Brooklyn's Union Grounds and the original outfield obstruction
Let us take a moment to remember baseball's first enclosed park and one of its most curious features.
No, doubt you're familiar with Tal's Hill in Minute Maid Park, the architectural flourish tailored to make miserable the unsuspecting fly-catcher ...
Well, as outfield obstructions go, we see your Tal's Hill and raise you this thing in the outfield of the long-felled Union Grounds of Williamsburg, Brooklyn, ca. 1870 ...
That, as mentioned above, is the Union Grounds, and that flag-tipped garrison in center field is the first and last word in contrived outfielder occupational hazards. The prose of the day referred to it variously as a "pagoda" or a "pavilion," but all agree that it was "three-storeys" in reach.
The Union Grounds in winter was flooded with water and then converted into a giant skating rink, and the pagoda, which is absolutely what I'm going to call it, would then be used to support the crude lighting systems of the day. That way, skaters -- who would surely soon die from some ridiculous 19th-century disease like "dropsy" or "catarrh" or "St. Anthony's Fire" -- could leisure themselves even after nightfall.
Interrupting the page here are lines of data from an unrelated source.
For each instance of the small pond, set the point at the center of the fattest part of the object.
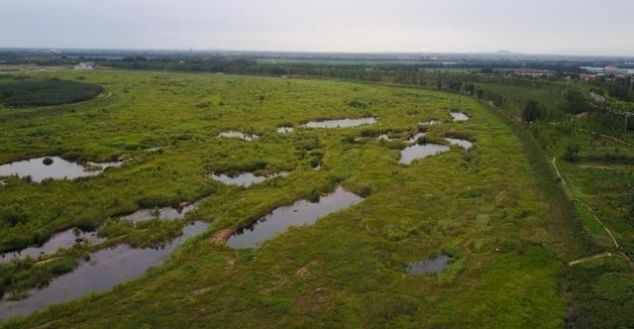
(465, 144)
(299, 213)
(459, 116)
(415, 152)
(415, 138)
(340, 123)
(429, 123)
(237, 134)
(428, 266)
(164, 213)
(384, 137)
(105, 269)
(245, 179)
(285, 130)
(58, 169)
(62, 240)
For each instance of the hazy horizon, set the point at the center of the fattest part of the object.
(401, 26)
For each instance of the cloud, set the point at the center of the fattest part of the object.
(536, 26)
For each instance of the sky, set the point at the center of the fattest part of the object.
(582, 27)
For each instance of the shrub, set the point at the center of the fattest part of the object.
(572, 151)
(47, 92)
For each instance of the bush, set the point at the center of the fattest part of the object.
(12, 215)
(531, 111)
(313, 196)
(572, 152)
(46, 92)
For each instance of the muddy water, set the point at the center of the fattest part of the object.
(106, 269)
(237, 134)
(59, 169)
(342, 123)
(164, 213)
(285, 130)
(300, 213)
(465, 144)
(433, 265)
(415, 152)
(61, 240)
(245, 179)
(415, 138)
(459, 116)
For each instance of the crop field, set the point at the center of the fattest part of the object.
(482, 207)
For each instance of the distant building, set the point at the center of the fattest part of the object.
(85, 66)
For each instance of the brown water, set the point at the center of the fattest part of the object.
(61, 240)
(237, 134)
(415, 152)
(59, 169)
(341, 123)
(164, 213)
(459, 116)
(106, 269)
(427, 266)
(465, 144)
(300, 213)
(285, 130)
(245, 179)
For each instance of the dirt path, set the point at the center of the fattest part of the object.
(607, 230)
(586, 259)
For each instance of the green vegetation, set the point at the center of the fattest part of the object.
(499, 208)
(24, 92)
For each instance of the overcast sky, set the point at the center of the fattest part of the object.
(603, 27)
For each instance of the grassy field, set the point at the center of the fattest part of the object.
(484, 206)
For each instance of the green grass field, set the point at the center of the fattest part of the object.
(484, 206)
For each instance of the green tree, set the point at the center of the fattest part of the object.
(572, 152)
(531, 111)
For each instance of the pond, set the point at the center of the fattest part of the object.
(164, 213)
(62, 240)
(465, 144)
(299, 213)
(58, 169)
(105, 269)
(237, 134)
(339, 123)
(420, 151)
(285, 130)
(428, 266)
(415, 138)
(245, 179)
(459, 116)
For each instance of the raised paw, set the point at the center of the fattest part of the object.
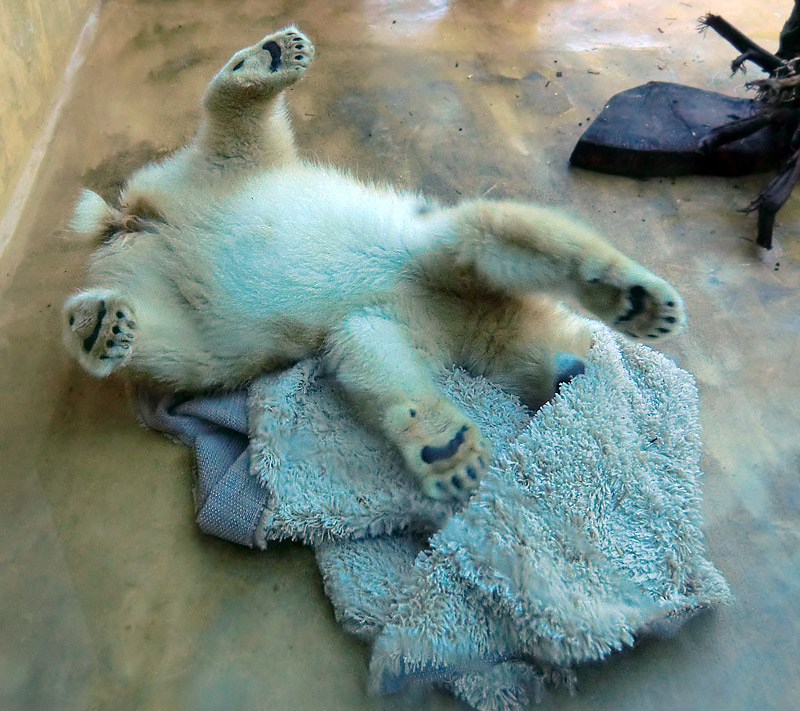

Here's a better, if smaller, view of the pagoda that lays bare its baseball (or base ball) implications:
As you'll note, the outfielders played quite shallow in those slap-hitting days of squishy and overused baseballs, so it's doubtful that they were ever placed in dangerous proximity to the Pagoda of Immolation. However, in the interests of keeping history relevant, let's take a look at sports-action sequence of what it might have looked like if, say, Brewers center fielder Carlos Gomez ranged too far back on a drive while manning the green at the Union Grounds ...
Harrowing and painful, that!
Anyhow, construction on the Union Grounds began way back yonder in 1862, and when it opened for business it was the first park to be enclosed by a fence. This, of course, allowed the proprietor, William Cammeyer, to charge admission -- as much as 25 cents per head at one point. According to Brooklyn Ballparks, Cammeyer conceived of the venue as "a suitable place for ball playing, where ladies can witness the game without being annoyed by the rowdies who attend some of the first-class matches."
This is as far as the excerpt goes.